According to the Global Health Index by Bloomberg, a baby born in Italy today can expect to live to be an octogenarian. The study analysed 163 countries, calculating a health score based on variables such as life expectancy, causes of death, health risks such as smoking and obesity and environmental factors like pollution.
The results of the study are surprising considering the overall state of Italy’s economy. The country has a poor growth rate, the highest level of youth unemployment in the EU and the percentage of people living in extreme poverty is on the rise.
Yet, Italians are in good shape – with lower blood pressure, less cholesterol and more robust mental health than their Canadian, American and British counterparts.
One explanation for the apparent anomaly is that Italy has ‘an excess of doctors’ and a high-quality public heath care system.

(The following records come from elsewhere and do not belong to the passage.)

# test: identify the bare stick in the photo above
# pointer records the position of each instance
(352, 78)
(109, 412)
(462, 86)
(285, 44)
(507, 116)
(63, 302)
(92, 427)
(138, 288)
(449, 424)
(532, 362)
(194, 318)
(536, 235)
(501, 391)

The Servizio Sanitario Nazionale is mostly paid for by taxes (with the occasional low-cost upfront payment required) and offers the most complete list of pharmaceuticals in Europe. The system is also the only one in Europe to allow families to choose a paediatrician for children until the age of 14 at no charge.
While it’s also not true that Italians only eat pizza and pasta – instead following a Mediterranean diet rich in fruit, vegetables, lean meat and olive oil, the health benefits of which are well publicised – scientists could also have another explanation for the country’s top health score: Eating pasta doesn’t make you fat.